Although she tends to sick and injured members of the species throughout the year, the number of in-house patients has surged to 29 over the last five weeks.

They aren't ill, just extremely underweight, but that could prove fatal.

"The ideal hedgehog weight is 560 grams by the end of September. If they haven't put on enough fat reserves by then and they go to sleep for the winter they won't survive hibernation," she explained.

"One hedgehog I rescued a couple of weeks ago was 143g - he's minuscule; literally the size of a small orange. That's a ridiculous weight for this time of year."

Members of the public are urged to contact Debbie when they come across tiny hedgehogs in the garden or elsewhere - and sometimes they must be removed from their mothers.

"A couple of nights ago a little hedgehog weighing just 320g was found on a very busy road in the middle of Belfast," she said.

"That's just under half the weight he should have been, so he wouldn't have survived the winter. It was very lucky that he was rescued."

She added: "If they're too small they won't survive if they stay with their mum. It's a really tough decision to take an animal away from its family, but when they're in danger they need help."

Once they're taken out of harm's way, these tiny creatures aren't allowed to hibernate and must be "tricked into thinking it's still summer".

"They must be kept inside the house, they have to be kept really warm, they must have loads of food and not realise that it's winter outside, because if they go to sleep they're going to die," she said.

"I have a special room in my house that's heated just for the hedgehogs. They are segregated in cages - some of them are on their own because they can be quite unsociable."

The self-employed Donaghadee native began saving wildlife, including injured seagulls, when she was six years old and finally started her own company, Debbie Doolittle's Wild Life, two years ago.

"It's an education business - teaching young children, groups and adults about wildlife and conservation - and the rescue is done alongside that," she said.

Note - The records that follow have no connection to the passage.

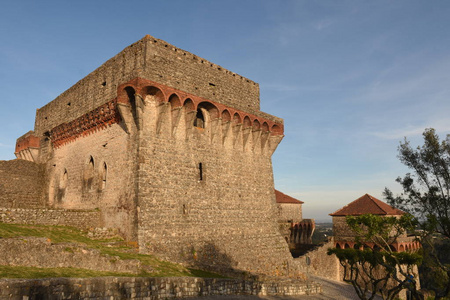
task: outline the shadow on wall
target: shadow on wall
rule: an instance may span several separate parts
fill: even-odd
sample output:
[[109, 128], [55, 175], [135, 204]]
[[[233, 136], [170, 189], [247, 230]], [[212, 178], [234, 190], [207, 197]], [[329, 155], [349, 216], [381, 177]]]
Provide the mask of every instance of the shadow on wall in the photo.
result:
[[[58, 284], [61, 288], [59, 291], [61, 294], [65, 295], [71, 295], [73, 299], [81, 299], [80, 293], [76, 292], [72, 284], [68, 279], [58, 279]], [[22, 296], [24, 299], [25, 297], [28, 297], [27, 299], [33, 299], [33, 300], [46, 300], [46, 299], [52, 299], [52, 297], [56, 295], [52, 295], [53, 288], [51, 285], [45, 284], [43, 280], [36, 280], [34, 281], [32, 286], [23, 286], [20, 288], [19, 295]]]
[[[236, 261], [220, 250], [214, 243], [208, 242], [198, 248], [191, 246], [189, 250], [190, 258], [188, 261], [193, 268], [248, 280], [257, 280], [259, 278], [256, 274], [249, 274], [247, 271], [237, 269], [235, 267], [237, 265]], [[186, 253], [184, 253], [184, 256], [186, 257]]]
[[[27, 297], [30, 300], [85, 299], [110, 290], [120, 299], [134, 298], [131, 289], [127, 288], [130, 283], [118, 281], [108, 285], [102, 278], [90, 278], [87, 282], [91, 286], [90, 289], [83, 288], [82, 283], [69, 278], [38, 279], [33, 281], [32, 286], [21, 287], [18, 295], [23, 299]], [[84, 283], [86, 284], [86, 282]], [[93, 287], [95, 288], [93, 289]]]

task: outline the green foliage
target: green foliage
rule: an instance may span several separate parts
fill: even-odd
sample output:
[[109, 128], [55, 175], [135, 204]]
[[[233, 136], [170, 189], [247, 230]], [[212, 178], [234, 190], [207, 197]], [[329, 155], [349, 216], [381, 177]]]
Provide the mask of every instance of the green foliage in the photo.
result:
[[373, 267], [383, 264], [387, 264], [392, 267], [397, 265], [418, 265], [422, 262], [422, 256], [420, 254], [410, 252], [330, 248], [328, 249], [327, 254], [334, 254], [340, 261], [345, 261], [348, 264], [368, 263]]
[[424, 229], [450, 238], [450, 135], [440, 142], [431, 128], [423, 137], [424, 144], [416, 149], [406, 138], [400, 143], [399, 159], [413, 173], [397, 178], [401, 195], [387, 188], [384, 195], [391, 205], [422, 220]]
[[422, 286], [441, 299], [450, 295], [448, 249], [439, 247], [439, 241], [450, 238], [450, 135], [440, 141], [434, 129], [425, 129], [423, 141], [417, 148], [406, 138], [400, 142], [398, 157], [412, 172], [397, 178], [403, 188], [400, 195], [386, 188], [384, 196], [389, 204], [420, 221], [425, 249]]
[[390, 244], [407, 231], [414, 231], [416, 219], [410, 214], [397, 217], [384, 217], [366, 214], [347, 216], [347, 225], [357, 234], [357, 242], [373, 242], [377, 247], [390, 251]]
[[[407, 214], [400, 218], [378, 215], [348, 216], [347, 225], [355, 233], [360, 248], [329, 249], [344, 268], [343, 280], [351, 283], [360, 299], [373, 299], [381, 291], [383, 299], [395, 299], [402, 289], [410, 290], [416, 299], [414, 266], [422, 261], [419, 253], [395, 252], [391, 244], [416, 221]], [[364, 247], [367, 245], [372, 247]]]

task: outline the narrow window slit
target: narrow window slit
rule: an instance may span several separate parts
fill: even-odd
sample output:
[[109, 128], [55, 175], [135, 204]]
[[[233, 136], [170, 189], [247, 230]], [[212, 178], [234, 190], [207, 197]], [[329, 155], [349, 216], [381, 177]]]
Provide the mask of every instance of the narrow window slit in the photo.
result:
[[106, 188], [106, 176], [108, 174], [108, 166], [106, 163], [103, 163], [103, 172], [102, 172], [102, 190]]
[[198, 173], [199, 173], [199, 179], [203, 180], [203, 165], [202, 165], [202, 163], [198, 164]]

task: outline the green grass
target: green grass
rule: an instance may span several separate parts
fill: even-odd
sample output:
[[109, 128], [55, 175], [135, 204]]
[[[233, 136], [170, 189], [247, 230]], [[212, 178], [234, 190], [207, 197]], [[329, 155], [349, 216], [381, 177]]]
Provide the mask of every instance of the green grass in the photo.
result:
[[51, 277], [103, 277], [136, 276], [129, 273], [93, 271], [77, 268], [36, 268], [25, 266], [0, 266], [0, 278], [51, 278]]
[[[0, 223], [0, 238], [44, 237], [52, 243], [76, 243], [80, 246], [97, 249], [111, 259], [137, 259], [153, 271], [142, 270], [139, 274], [92, 271], [77, 268], [35, 268], [26, 266], [0, 266], [0, 278], [45, 278], [45, 277], [98, 277], [98, 276], [146, 276], [146, 277], [223, 277], [219, 274], [186, 268], [180, 264], [162, 261], [153, 255], [137, 253], [134, 243], [121, 238], [97, 240], [90, 239], [83, 231], [67, 226], [19, 225]], [[73, 251], [66, 247], [64, 251]]]

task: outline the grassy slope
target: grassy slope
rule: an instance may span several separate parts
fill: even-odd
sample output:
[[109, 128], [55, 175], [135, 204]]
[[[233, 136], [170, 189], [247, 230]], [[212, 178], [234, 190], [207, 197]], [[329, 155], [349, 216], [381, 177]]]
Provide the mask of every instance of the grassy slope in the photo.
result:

She's not married and has no children - "my animals are my babies", as she puts it - and Debbie is always on the lookout for her next emergency intervention.

"I sometimes spend between 16 and 18 hours a day rescuing, cleaning, feeding, medicating sick animals; it's very busy work," she said, urging the public to keep their eyes open for baby hedgehogs.

"Don't be afraid to pick them up, they aren't bothered about being handled," she said.

"Put the hedgehog into a wooly hat, pop it onto your kitchen scales, then get in touch and let us know what weight it is. If it's too small we'll come and rescue it."

She added: "We'll look after the hedgehogs over the winter and release them somewhere suitable in the spring when they're nice and fat."

Hedgehog care

You should never feed hedgehogs milk as it can cause diarrhoea. Instead provide plain, fresh water in a shallow bowl.

Food and fresh water will encourage hedgehogs to return. Leave out foods like minced meat, tinned dog or cat food (not fish-based), crushed cat biscuits, or chopped, boiled eggs.

Specialist hedgehog food can also be bought from wild bird food suppliers.